Hi! I am excited to recently learn about graph-tool and especially the discussion concerning the comparison between “descriptive” and “inferential” methods for community detection methods.
Here is a challenge I am facing when I try to apply the “stochastic block model” method to my project:
- I have a network which is quite dense (undirected with a density of 0.86), and the topological pattern of the network is mainly shown through difference in edge weight.
- In such a network, the edge weight is the number of interactions between nodes in a given timeperiod. In other words, an edge that doesn’t exist is a similar concept to an edge with a weight of 0. (I learnt in some other cases this might not be the case)
- I applied the
minimize_blockmodel_dl()
but the result is not very good. - I have tried different assumptions about weight definitions (i.e. normal and exponential for real-value weights), and also “refinement” as mentioned in the documentation, but the result is not very good.
My question is: What is the best practice to apply minimize_blockmodel_dl()

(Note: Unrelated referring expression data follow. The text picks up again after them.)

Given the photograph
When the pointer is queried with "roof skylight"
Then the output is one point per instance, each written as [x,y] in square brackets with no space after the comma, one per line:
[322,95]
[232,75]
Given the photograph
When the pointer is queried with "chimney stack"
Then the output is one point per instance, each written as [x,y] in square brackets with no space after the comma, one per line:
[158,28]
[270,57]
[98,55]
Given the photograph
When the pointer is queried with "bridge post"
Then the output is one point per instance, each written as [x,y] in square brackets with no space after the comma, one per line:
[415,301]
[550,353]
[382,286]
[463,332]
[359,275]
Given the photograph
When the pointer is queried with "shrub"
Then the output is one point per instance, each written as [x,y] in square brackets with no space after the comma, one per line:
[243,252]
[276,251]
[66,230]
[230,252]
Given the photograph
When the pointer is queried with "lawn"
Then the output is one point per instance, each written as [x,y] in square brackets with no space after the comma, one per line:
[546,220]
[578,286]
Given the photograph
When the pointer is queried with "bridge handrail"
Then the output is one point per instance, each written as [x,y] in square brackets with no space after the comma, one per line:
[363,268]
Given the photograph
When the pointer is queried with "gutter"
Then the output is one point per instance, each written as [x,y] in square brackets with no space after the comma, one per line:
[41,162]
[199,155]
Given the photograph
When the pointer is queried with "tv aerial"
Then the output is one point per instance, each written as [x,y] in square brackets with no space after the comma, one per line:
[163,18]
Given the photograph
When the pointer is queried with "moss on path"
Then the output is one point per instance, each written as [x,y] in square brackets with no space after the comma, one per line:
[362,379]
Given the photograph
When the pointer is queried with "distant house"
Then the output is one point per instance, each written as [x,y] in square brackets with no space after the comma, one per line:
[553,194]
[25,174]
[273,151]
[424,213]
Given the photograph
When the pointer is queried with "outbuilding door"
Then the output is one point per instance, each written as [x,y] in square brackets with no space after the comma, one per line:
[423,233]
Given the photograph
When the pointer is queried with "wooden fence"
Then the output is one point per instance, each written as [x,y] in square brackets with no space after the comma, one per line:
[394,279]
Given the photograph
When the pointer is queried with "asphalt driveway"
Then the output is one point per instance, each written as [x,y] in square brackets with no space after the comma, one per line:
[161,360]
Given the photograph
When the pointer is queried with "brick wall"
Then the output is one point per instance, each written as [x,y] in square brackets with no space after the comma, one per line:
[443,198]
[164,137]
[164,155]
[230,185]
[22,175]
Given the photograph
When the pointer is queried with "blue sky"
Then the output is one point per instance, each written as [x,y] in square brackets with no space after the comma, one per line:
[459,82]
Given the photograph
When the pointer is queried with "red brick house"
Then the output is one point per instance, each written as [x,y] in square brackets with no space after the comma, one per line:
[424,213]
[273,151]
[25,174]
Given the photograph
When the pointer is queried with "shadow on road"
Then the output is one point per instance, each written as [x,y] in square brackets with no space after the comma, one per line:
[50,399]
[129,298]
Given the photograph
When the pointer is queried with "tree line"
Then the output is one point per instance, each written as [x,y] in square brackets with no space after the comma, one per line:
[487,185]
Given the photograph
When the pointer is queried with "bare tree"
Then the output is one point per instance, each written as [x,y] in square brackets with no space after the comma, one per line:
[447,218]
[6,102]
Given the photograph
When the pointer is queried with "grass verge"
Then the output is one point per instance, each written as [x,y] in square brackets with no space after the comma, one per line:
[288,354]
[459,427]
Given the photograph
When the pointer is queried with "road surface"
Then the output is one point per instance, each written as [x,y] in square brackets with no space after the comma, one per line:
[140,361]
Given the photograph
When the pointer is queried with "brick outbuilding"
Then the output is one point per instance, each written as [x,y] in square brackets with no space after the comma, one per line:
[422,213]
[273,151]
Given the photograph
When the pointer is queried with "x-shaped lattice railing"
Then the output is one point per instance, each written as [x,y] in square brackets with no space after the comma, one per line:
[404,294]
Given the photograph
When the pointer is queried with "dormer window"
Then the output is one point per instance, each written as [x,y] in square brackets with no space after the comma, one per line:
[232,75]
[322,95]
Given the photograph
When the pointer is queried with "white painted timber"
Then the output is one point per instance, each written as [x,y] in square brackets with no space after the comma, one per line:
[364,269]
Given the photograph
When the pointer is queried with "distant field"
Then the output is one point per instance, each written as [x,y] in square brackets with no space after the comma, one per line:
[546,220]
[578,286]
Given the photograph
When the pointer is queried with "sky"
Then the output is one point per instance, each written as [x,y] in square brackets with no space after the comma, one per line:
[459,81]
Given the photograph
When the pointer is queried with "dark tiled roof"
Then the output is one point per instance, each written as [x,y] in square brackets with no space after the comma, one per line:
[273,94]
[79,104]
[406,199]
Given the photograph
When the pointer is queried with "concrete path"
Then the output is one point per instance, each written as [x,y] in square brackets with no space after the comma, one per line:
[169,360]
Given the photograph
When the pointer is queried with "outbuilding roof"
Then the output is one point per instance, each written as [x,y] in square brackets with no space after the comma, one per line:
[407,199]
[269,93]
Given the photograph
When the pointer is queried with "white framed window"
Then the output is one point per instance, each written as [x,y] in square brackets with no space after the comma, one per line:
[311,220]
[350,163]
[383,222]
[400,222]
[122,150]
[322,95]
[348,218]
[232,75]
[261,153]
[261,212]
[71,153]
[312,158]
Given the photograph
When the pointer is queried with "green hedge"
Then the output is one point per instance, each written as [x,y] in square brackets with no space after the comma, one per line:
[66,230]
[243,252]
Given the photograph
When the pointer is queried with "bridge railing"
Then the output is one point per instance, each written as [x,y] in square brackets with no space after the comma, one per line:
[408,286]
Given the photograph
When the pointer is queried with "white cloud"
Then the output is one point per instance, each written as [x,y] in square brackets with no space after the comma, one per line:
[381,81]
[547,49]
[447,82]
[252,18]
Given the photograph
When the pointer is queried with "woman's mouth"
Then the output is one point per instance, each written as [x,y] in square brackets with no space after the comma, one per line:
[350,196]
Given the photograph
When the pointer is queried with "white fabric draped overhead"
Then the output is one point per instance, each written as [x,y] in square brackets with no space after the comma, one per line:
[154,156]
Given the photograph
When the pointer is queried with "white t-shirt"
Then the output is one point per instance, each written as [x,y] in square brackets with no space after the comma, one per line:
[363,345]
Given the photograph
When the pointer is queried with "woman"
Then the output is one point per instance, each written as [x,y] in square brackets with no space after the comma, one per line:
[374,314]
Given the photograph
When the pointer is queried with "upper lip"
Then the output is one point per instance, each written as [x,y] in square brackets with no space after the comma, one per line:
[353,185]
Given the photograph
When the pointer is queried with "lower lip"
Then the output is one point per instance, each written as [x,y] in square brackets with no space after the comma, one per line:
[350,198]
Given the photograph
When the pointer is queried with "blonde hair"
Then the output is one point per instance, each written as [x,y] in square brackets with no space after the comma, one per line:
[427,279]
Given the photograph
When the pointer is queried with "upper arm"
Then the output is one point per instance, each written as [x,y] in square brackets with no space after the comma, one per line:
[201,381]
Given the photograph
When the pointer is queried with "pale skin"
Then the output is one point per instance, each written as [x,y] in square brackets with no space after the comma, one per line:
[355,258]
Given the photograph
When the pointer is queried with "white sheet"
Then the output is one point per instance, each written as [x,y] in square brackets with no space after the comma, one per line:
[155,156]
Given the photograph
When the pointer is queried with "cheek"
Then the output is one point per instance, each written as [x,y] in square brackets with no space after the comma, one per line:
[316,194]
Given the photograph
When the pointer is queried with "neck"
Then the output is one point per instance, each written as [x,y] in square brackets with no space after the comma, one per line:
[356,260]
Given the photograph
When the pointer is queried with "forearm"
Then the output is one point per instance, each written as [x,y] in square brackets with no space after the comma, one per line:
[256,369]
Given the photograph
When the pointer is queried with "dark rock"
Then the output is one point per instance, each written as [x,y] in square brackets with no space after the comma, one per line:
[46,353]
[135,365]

to a network like mine? I have some tentative solutions in mind:
- Model simplification: We can see how a part of the stochastic block model is no longer very meaningful in my case (i.e. P(A| b, \theta)), and maybe we can avoid it to make mode focus more on the weight difference? For example, maybe the following code does the trick?
state = gt.minimize_blockmodel_dl(
g,
state_args=dict(
recs=[G_gt.ep.weight],
rec_types=["real-exponential"],
),
multilevel_mcmc_args=dict(entropy_args=dict(adjacency=False)
),
)
- Weight distribution tuning: We can try to get a better interpretation of the weights with the model, by explicitly provide the distribution parameters? For example, in my case, the best fit of weights is achieved with a gamma distribution (alpha~=0.002, beta~=400). Maybe we should provide that to the function as
rec_params
. - Network filtering: Maybe it’s not even a good idea to apply SBM to a dense network, as we are missing quite some statistical power from modeling whether a link exists or not?
Let me know if you guys have any insights concerning the above, or if there is even more signficant flaw in how I am conducting this analysis.
Supplement Information
How do I know the “result is not very good”?
I build a synthetic benchmark B that is representative of original G.
- B has the same number of nodes, same number of edges and same sequence of weights, as G.
- I assume a certain number of communities (empirical estimate) in B and randomly generate the community partition:
community_assignments = np.random.choice(range(1, C + 1), size=N, replace=True)
- I assume B is fully connected. I order the weight sequence from largest to the smallest. I retrieve weight values and assign weights to internal connections first. After all internal connections have been associated with a weight, I assign the rest of the weights to external connections.
- I apply community detection algorithm to see if the generated partition is discovered by the algorithm.
- “Descriptive method” can find the generated parition (e.g. normalized mutual information = 1), but my attempt of
minimize_blockmodel_dl()
leads to more communities than expected and lower normalized mutual information (~=0.7)